Mitt Romney: Perry Must 'Repudiate' Pastor's Anti-Mormon Remarks [UPDATED]

WASHINGTON -- Mitt Romney called on Texas Gov. Rick Perry (R) on Tuesday to "repudiate" the Texas pastor who called Mormonism a cult and said that evangelicals should support Perry because he is a "follower of the Lord Jesus Christ."

Romney's comments on the matter were his most expansive since Rev. Robert Jeffress first injected the issue into the Republican presidential primary on Friday. Romney, the former Massachusetts governor, is a member of the Church of Jesus Christ of Latter-day Saints.

"Gov.

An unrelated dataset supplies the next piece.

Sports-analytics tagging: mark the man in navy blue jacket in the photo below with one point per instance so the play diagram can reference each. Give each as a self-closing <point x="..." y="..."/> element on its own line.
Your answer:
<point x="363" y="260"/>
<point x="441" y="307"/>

Perry selected an individual to introduce him who then used religion as a basis for which he said he would endorse Gov. Perry and a reason to not support me. Gov. Perry then said that introduction just hit it out of the park," Romney said.

"I just don’t believe that that kind of divisiveness based upon religion has a place in this country. I believe in the spirit of the founders, when they suggested in crafting this country that we would be a nation that tolerated other people, different faiths -- that we’d be a place of religious diversity," Romney continued.

He concluded, "I would call upon Gov. Perry to repudiate the sentiment and the remarks made by that pastor."

Perry spokesman Mark Miner rejected Romney's demand, calling his comments "a distraction."

"Gov. Perry is going to focus his campaign on improving the economy and creating jobs, issues that matter to Americans. Mitt Romney's comments are a distraction from the the fact that Romneycare served as a blueprint for Obamacare," Miner told The Huffington Post in an email.

The Perry campaign later shot back at Romney, seeking to turn the conversation back to Romney's 2006 health care overhaul in Massachusetts and new stories about former Romney advisers who went on to work with the Obama White House on the national program.

"Romney Should Repudiate Government-Mandated Health Care," the Perry campaign emailed reporters.

When Jeffress first made his remarks at a meeting of social conservatives in Washington on Friday, Romney did not immediately engage directly. He made references to Jeffress' comments in his speech at the same gathering on Saturday, but did not call out Perry or the reverend directly.

But in saying that Perry "selected" Jeffress to introduce him, Romney showed an inclination to press the issue and to make Perry's campaign pay for having approved the Texas pastor to speak right before Perry. The Perry campaign initially said Friday that the organizers of the meeting in Washington had selected Jeffress to speak. In fact, that was only a partial truth that obscured their involvement. They later acknowledged that they had signed off on Jeffress when asked by the organizers.

By taking such a forceful stance on the issue, Romney also virtually guaranteed that Perry would be asked about it at a debate with all the Republican presidential candidates on Tuesday night.

Romney made his comments after being endorsed by New Jersey Gov. Chris Christie in New Hampshire, a huge boost for Romney's campaign.

Christie also slammed Jeffress' remarks, saying that "these type of religious matters have nothing to do with the quality of somebody’s ability to lead."

"Any campaign that associates itself with that type of conduct is beneath the office of president of the United States in my view," Christie said.